His comments make for very interesting reading.  It really makes you think about all the intricacies of English grammar.
Even though we never completely untangled it, he wrote a lot of interesting thoughts about question tags in the comments of this post.
And he gave me a very clear explanation of when "the" goes with the superlative in the comments of this post.
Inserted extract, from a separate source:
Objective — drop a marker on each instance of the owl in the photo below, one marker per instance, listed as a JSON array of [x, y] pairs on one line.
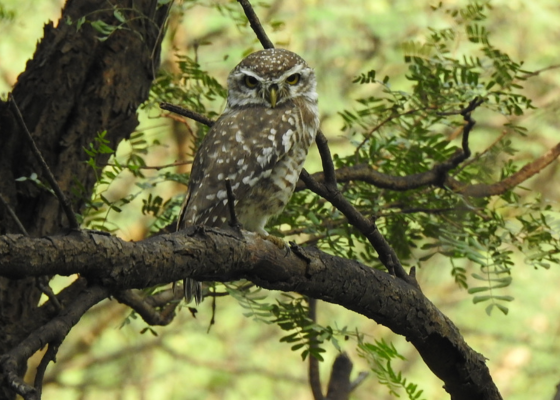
[[260, 143]]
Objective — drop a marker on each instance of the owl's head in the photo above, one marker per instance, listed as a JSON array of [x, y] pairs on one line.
[[270, 78]]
Check it out if you're at all interested in grammar.  Actually, even if you're not interested, it's still fascinating to see how complicated the whole system is.


Stephan Hurtubise said...

Great questions! ^_^

Regarding why "claim" can't assign accusative case to the noun phrase the follows it: we don't really know! This question might not even have a deep answer, beyond being a historical accident. As I'm sure you know, there exists a rich variety of different kinds of verbs, and they can be divided up in many ways. With so-called 'control' verbs like "claim" and "want" and "expect," some can alternate between having a tensed or an untensed clause following them (e.g., "I claim I like borscht" & "I claim to like borscht") and some can't (e.g., "I want I like borscht" vs. "I want to like borscht"); and, as you've seen, some can mark the subject of the following clause as accusative (e.g., "I want them to like borscht"), while some can't (e.g., "I claim them to like borscht"). Some control verbs lack both this tensed/untensed alternation *and* the ability to mark something as accusative (e.g., "I tried to eat borscht" vs. "I tried I eat borscht" or "I tried them to eat borscht"). Why "claim" can alternate, but cannot engage in 'exceptional case-marking' (with "expect" being able to do both) isn't terribly obvious -- at least, not to me.
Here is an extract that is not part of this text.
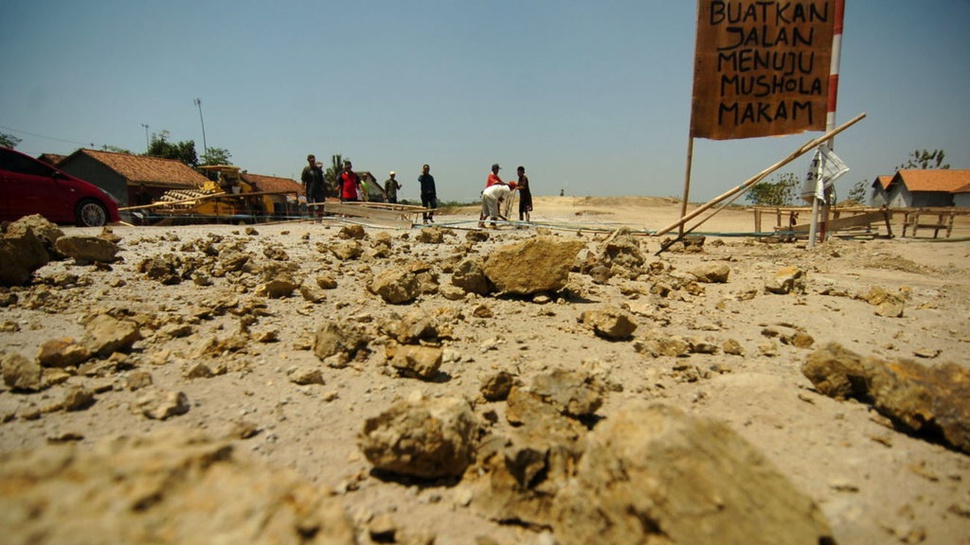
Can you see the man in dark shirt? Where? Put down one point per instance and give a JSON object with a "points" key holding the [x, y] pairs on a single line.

And you're right about "to"; thats what seems to be stopping the "he" from showing up in that example. But to your question of why this verb should alternate at all: ¯\_(ツ)_/¯. Conceptually, it's a little easier to see the logic behind why "try" works the way it does; the only things that people can try are things they do themselves (i.e., I can't try someone else doing something, I can only try to do something myself). So, it makes intuitive sense that "try" would only ever make use of a silent pronoun that refers back to the subject of the main clause. We can, of course, claim things about people other than ourselves, and want and expect such things, too. But, we can't ever try them. (You could, I suppose, extend this idea to why "claim" has this alternation: with a tensed clause, it's actually ambiguous who "he" refers to, whereas with an untensed one, it's clear the subject is claiming something about himself/herself. But, it should be noted that linguists don't generally gravitate towards these sorts of 'functional' explanations. And it's still an open question as to why it can't mark anything as accusative.)
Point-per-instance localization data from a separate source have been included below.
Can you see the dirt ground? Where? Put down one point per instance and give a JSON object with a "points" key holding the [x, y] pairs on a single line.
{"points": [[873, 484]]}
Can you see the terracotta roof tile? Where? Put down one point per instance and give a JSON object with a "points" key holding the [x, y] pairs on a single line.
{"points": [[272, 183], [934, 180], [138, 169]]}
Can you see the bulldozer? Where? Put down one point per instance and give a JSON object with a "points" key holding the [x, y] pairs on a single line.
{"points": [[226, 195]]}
Finally, about Japanese, Moti (a Japanese speaker) included this line himself. I would have to ask to confirm, but I suspect he's using the term "case" here in just about the broadest sense possible. So, not only as a way of referring to affixes, but as a way to talk about any kind of mechanisms that a language uses to distinguish between different nouns or noun phrases (with Japanese employing various particles, like "wa" and "ga" and "o"). If you consider the German example at the start, it's the determiners that are doing the job, not the nouns. And, of course, some languages go on to place this information onto adjectives as well.

Joel Swagman said...

Ah yes, of course, the particles in Japanese. Yes, I see now. And yes, I think they do mark case in the way you describe.
I was thinking of case exclusively in terms of affixes when I asked that question. I understand now.

And thank you for walking me through all the rest of it as well. I think I've got it all now.
Wow, this stuff gets complicated, huh? But interesting.

It's fascinating how much my linguistic system knows about all this, without me consciously being able to figure it out.